Je me demande dans quelle mesure ils ont peur de la contagion, se plaignit-elle.

— Oh, très peu, selon moi. Ils craignent ce que tu pourrais leur faire plutôt que la contamination.

— Pensée réconfortante. > Alicia renifla dédaigneusement et tira une chaise plus près du bord opposé de la table pour y reposer les talons. Ses dialogues avec Tisiphone ne lui semblaient plus aussi étranges, ce qui l’inquiétait sans doute de temps a autre, mais moins que ça ne la réconfortait. Elle devait se montrer si prudente, surtout vis-à-vis de ses amis, qu’une conversation franche et ouverte lui était un soulagement presque indicible. Évidemment, songea-t-elle avec une moue désabusée, il était toujours possible que Tannis ait raison, mais, même si Tisiphone n’existait pas, leurs échanges restaient extrêmement rassurants.

< Bien sûr que j’existe. Pourquoi persistes-tu à utiliser des qualificatifs ?

— Ma nature, j’imagine. Si tu avais été concoctée dans un laboratoire d’IA, ce serait nettement plus facile pour moi.

— Tu trouves donc les êtres de cristal et de câble plus rationnel que les purs esprits ? > La « voix » mentale de Tisiphone trahissait un immense amusement. < Tu es née dans une bien triste époque, petite, si le sens du merveilleux de tes contemporains est tombé aussi bas.
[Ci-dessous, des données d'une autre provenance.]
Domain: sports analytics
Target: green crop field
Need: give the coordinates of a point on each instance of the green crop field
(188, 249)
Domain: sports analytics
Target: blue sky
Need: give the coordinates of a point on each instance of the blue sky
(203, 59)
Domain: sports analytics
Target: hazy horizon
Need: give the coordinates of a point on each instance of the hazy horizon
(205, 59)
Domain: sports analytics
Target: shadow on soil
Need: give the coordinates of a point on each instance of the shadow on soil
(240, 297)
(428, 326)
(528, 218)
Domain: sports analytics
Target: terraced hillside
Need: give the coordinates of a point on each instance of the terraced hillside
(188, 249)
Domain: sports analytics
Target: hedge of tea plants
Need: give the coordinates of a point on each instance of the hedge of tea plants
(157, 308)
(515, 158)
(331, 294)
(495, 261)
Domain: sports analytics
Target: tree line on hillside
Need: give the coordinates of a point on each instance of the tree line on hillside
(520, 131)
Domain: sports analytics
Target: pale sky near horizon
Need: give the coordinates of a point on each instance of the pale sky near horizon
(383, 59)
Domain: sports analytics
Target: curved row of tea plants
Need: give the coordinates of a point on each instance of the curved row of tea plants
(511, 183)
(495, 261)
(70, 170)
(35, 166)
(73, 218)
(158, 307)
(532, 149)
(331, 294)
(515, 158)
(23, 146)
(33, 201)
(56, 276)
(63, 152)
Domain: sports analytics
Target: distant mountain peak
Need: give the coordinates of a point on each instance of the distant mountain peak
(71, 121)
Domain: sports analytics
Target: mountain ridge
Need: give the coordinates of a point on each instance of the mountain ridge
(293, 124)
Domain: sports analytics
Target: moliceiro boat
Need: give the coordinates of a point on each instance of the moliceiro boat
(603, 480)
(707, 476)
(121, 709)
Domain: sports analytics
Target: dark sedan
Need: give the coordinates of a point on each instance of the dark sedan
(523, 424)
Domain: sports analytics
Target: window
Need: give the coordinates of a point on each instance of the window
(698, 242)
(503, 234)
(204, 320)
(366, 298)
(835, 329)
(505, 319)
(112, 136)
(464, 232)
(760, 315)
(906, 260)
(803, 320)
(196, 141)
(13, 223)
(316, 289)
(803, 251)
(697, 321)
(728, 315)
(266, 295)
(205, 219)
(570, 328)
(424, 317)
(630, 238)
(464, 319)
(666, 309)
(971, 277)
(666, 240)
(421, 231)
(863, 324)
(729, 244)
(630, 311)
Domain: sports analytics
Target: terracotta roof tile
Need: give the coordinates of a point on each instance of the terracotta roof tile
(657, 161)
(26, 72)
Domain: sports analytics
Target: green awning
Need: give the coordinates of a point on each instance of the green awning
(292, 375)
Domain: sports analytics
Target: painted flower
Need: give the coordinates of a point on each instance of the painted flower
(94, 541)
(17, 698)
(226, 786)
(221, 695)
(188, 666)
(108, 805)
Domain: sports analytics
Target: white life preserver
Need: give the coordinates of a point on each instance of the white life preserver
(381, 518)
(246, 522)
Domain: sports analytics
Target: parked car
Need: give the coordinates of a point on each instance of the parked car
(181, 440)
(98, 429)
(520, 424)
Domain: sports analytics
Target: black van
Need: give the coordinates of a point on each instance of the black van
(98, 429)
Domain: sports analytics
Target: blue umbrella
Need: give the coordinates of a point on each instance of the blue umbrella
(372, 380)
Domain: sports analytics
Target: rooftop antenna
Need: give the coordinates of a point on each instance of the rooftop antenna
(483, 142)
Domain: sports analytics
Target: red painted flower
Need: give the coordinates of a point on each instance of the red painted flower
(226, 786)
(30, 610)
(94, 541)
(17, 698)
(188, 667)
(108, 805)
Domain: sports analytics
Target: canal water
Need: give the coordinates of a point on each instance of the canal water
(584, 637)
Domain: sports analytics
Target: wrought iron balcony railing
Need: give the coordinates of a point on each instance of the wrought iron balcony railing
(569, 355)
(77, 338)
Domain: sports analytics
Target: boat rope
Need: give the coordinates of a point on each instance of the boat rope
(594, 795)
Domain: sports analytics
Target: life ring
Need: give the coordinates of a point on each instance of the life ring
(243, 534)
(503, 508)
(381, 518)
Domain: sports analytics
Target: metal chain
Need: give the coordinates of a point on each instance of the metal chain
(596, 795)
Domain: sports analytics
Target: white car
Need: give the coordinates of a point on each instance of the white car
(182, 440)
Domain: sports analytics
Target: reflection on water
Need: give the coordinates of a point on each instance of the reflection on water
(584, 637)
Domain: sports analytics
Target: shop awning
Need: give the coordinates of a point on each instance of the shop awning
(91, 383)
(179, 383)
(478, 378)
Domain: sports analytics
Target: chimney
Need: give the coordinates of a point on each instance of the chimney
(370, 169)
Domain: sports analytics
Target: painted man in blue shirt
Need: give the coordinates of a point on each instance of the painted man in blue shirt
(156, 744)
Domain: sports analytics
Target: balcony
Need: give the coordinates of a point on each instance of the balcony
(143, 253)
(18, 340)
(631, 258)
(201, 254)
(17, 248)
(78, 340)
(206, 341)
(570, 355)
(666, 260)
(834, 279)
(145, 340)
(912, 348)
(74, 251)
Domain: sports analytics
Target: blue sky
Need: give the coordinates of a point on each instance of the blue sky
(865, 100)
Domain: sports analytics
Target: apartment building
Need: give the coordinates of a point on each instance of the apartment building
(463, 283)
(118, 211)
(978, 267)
— Pas triste, mais prosaïque. Et, à propos de merveilleux, regarde donc ça, madame le pur esprit. >

Alicia tourna les yeux – leurs yeux ? – vers le large hublot du foyer tandis que le transport se plaçait en orbite autour de Soissons, et Tisiphone elle-même garda le silence. Il manquait sans doute au hublot la haute définition des images d’une des stations d’observation, mais ça n’en rendait la vue que plus impressionnante.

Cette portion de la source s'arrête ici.